Growing up with my father was not always easy. He was often demanding –expecting every job to be completed and to be done right. Whether it was drying the dishes, scrubbing the floor, raking the leaves, shoveling the snow from the drive in the winter, writing a term paper, or something as simple as addressing an envelope, nothing less than completion and excellence was expected. When I was a teenager, his personality rankled me, and more than once my interactions with him left me feeling frustrated and hateful. Little did I realize how his insistence on finishing well would lead to no regrets when my father died.

Recently I spoke for the Michigan Assisted Living Association on the topic of my PIG book, creating great relationships—the bedrock of true leadership.  A woman from the audience came up to me afterwards, put her arms around me, and with tears in her eyes whispered, “You have no idea what your words meant to me today. I am forty-seven years old and have been battling with my mother for years, and today, for the first time, I realized that she will never change–it’s up to me if I am to have the relationship I want with her.” She realized her part in finishing well with her mother.

Last week a young man who works on a physicians’ team emailed me to say that he’d read my PIG book and it brought tears to his eyes as he realized the part he’d played in contributing to a miserable relationship with his boss. He said that one simple idea allowed him to see his boss in a whole new light, relieving a mountain of stress he’d been carrying around. He now understood his role in finishing well with his boss.

I don’t know about you, but today I like to finish well at anything I do, whether it be finishing a speech or a consulting job or work with a coaching client or participation in a 5K walk (no, I’m not a runner). Finishing well with my father meant that I needed to change. It meant allowing my father to be who he was without expecting him to be different. It meant loving my father and honoring him by focusing, not on the things that irritated, but on all the incredible gifts he poured into my life (albeit, I didn’t know it at the time)–things like standards of excellence, honesty, generosity, loyalty, commitment, resiliency, courage, and faith–the list goes on. These were all things my siblings and I learned simply by having the good fortune to be raised by loving parents who cared about “finishing well,” whatever the job.  And I was determined that I wanted to finish well when it came to my relationship with my father.

There are lots of things I could share to illustrate how our often contentious relationship changed over the last 10 years of his life, but my father’s parting words to my son Joe the day before my father died says it best. Joe went into my father’s bedroom to say goodbye, and emerged with tears streaming down his face. “Mom, Grandpa said, ‘Joey, your mom is an angel; she’s always been here for your grandma and me. She’s the strong one in the family and you need to know that about her. Take good care with your mother; she deserves nothing less.’” I don’t believe that my father could have said that 10 years earlier. Thank God he lived to be old enough for me to mature enough to make it possible for me to say at the end of his life, “Yup, my dad and I, we finished well.”

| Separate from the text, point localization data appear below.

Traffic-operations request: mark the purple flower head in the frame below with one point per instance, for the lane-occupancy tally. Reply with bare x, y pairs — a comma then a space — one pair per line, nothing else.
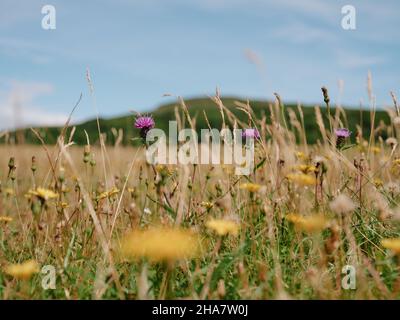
250, 133
342, 133
143, 122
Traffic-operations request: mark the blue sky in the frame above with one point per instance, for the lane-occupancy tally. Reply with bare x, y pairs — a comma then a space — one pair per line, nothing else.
137, 51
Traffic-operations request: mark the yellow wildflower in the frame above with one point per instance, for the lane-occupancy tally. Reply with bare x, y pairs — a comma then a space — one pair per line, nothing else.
223, 226
22, 271
251, 187
43, 194
301, 155
206, 204
161, 244
9, 192
314, 223
301, 179
392, 244
376, 150
306, 168
228, 169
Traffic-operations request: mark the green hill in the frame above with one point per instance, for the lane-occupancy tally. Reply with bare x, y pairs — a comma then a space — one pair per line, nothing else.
196, 107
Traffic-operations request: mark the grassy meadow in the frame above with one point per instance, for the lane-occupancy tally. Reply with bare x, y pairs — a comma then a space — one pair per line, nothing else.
115, 227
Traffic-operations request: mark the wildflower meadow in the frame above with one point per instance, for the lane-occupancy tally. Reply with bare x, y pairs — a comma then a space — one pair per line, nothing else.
309, 221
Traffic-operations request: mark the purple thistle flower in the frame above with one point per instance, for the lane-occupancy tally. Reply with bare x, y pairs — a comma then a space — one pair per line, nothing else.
144, 123
250, 133
342, 133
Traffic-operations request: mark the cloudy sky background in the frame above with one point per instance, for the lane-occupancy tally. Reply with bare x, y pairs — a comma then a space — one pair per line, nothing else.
139, 50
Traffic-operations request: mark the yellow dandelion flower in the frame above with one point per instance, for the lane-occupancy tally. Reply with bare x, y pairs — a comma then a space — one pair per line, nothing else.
301, 155
376, 150
223, 226
5, 219
206, 204
392, 244
306, 168
161, 244
310, 224
8, 192
22, 271
301, 179
251, 187
43, 194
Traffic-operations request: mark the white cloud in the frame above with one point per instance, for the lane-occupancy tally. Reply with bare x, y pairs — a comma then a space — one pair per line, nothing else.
350, 59
18, 107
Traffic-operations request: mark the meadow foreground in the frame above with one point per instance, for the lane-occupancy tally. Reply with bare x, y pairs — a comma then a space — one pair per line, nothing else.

I’ve read that only about 30% of leaders finish well. As a leader in your organization – home, business, church, or community – I am convinced you want to be a part of that 30%, whether it be finishing well in your career, a job, a project, or a relationship. To be an enduring positive influence in the lives of others requires a commitment to finish and to finish well.

Consider these questions:

1)    In each area of your life, are you on track to finish well?  If not, what areas need a renewed commitment from you?

2)    What needs to change in order for you to finish well?

3)    Who do you need to be and what specific actions do you need to take to finish well with each significant person in your life?